Ungenutzte Potenziale
Das anschliessende Podium diskutierte weitere Aspekte und die Frage nach ungenutzten Potenzialen. Für Verena Nold, Direktorin von santésuisse, spielen die Hausärztinnen und Hausärzte eine entscheidende Rolle. «Sie können die Beratungsresidenz von älteren Menschen überwinden helfen.» Auch sie betonte die Bedeutung von niederschwelligen Angeboten, etwa hauswirtschaftliche Leistungen der Spitex. Hannes Koch, CEO der Spitex Kriens, erläuterte das Konzept von Kriens. Danach gibt es die Drehscheibe-Senioren-Impuls; sie sei die erste Anlaufstelle für die Einwohnerinnen und Einwohner. Die Mitarbeitenden der Drehscheibe vermittelten die Menschen nach der Beratung an jene Institution, die das passendste Angebot habe. Zum Abschluss der Veranstaltung las Reeto von Gunten, Autor und Radiomoderator, aus seinem Tagebuch.

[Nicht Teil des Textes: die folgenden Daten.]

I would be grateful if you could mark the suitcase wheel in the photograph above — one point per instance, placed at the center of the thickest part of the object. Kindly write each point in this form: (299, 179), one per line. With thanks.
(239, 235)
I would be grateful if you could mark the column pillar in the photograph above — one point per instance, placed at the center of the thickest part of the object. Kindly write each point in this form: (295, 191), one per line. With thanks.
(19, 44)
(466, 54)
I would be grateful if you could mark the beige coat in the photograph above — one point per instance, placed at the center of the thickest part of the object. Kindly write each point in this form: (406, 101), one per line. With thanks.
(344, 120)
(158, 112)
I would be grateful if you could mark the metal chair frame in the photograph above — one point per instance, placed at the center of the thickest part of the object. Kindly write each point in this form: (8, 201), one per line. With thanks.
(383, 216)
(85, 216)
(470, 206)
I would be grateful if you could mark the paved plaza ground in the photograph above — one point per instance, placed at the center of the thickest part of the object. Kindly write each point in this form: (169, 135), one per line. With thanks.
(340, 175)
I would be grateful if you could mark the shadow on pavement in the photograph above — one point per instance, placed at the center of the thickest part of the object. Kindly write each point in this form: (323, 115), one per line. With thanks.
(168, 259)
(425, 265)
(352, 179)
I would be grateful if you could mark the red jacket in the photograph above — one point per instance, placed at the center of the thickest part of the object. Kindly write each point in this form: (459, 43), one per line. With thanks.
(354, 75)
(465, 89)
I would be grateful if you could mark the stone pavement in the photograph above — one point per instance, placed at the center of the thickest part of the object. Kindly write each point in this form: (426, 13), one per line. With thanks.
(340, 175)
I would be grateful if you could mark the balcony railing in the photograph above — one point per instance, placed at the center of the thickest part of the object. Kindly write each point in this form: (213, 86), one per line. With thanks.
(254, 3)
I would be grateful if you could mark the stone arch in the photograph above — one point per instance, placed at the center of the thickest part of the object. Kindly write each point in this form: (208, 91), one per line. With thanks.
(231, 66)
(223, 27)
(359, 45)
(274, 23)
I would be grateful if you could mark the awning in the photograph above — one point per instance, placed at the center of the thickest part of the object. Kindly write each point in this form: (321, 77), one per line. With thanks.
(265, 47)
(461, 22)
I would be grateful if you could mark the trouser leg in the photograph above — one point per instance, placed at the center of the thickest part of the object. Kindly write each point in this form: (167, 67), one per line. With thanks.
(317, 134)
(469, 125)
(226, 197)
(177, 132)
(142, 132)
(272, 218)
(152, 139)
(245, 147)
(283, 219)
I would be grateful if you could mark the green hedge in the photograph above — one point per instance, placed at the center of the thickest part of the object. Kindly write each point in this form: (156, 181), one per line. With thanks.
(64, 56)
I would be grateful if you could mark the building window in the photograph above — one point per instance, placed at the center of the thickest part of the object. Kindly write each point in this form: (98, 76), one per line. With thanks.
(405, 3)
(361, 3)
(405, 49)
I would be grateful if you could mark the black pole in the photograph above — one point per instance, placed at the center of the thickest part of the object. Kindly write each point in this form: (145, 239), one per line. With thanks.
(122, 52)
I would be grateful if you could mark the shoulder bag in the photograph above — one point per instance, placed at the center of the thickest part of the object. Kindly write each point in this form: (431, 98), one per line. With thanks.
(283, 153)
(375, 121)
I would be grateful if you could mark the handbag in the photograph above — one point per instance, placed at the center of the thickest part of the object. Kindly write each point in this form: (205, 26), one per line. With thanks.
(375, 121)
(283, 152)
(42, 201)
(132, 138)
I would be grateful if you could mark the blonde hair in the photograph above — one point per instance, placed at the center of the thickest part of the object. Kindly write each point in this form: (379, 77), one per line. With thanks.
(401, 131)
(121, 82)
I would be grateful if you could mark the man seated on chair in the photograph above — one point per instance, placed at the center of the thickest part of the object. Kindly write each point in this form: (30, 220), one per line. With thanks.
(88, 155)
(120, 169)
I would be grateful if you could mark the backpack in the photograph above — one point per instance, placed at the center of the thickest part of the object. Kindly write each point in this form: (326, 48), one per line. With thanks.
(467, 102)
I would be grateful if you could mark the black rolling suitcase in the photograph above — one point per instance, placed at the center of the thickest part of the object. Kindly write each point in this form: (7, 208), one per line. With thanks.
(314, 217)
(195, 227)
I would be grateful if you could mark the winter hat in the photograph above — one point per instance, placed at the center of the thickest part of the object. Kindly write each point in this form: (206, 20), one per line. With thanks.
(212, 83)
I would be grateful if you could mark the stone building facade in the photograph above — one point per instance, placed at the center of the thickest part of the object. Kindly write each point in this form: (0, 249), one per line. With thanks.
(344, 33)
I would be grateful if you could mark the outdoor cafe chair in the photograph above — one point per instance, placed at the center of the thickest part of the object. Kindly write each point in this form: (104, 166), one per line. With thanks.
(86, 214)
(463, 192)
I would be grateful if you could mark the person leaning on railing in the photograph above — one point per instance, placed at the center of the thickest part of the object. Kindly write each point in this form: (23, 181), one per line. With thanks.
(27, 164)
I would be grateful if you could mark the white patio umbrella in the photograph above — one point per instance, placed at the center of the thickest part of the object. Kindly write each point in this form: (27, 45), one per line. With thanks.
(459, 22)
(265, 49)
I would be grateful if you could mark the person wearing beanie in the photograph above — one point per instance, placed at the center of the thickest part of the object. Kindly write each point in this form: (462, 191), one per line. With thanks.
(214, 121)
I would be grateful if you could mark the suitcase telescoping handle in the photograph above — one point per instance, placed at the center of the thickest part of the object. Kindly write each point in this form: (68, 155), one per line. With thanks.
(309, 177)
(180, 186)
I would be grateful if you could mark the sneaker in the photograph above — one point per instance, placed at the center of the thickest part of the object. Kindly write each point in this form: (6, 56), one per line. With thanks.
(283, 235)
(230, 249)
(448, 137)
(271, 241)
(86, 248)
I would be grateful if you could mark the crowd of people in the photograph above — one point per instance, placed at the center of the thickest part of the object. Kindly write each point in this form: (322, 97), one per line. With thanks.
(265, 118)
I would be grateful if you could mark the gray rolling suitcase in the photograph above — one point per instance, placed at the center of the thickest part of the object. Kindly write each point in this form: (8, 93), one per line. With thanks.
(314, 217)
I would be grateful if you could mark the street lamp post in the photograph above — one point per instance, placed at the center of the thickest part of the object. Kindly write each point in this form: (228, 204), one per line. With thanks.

Er schreibt dieses täglich, allerdings spielt die Handlung in der Zukunft. Entsprechend startet der erste Eintrag am Freitag, 1. April 2050.
Wir danken allen Beteiligten für ihre wertvollen Beiträge zu dieser facettenreichen Thematik. Die zahlreichen Rückmeldungen zeigen, dass eine konstruktive Auseinandersetzung mit allen Akteuren der Langzeitpflege einem echten Bedürfnis entspricht.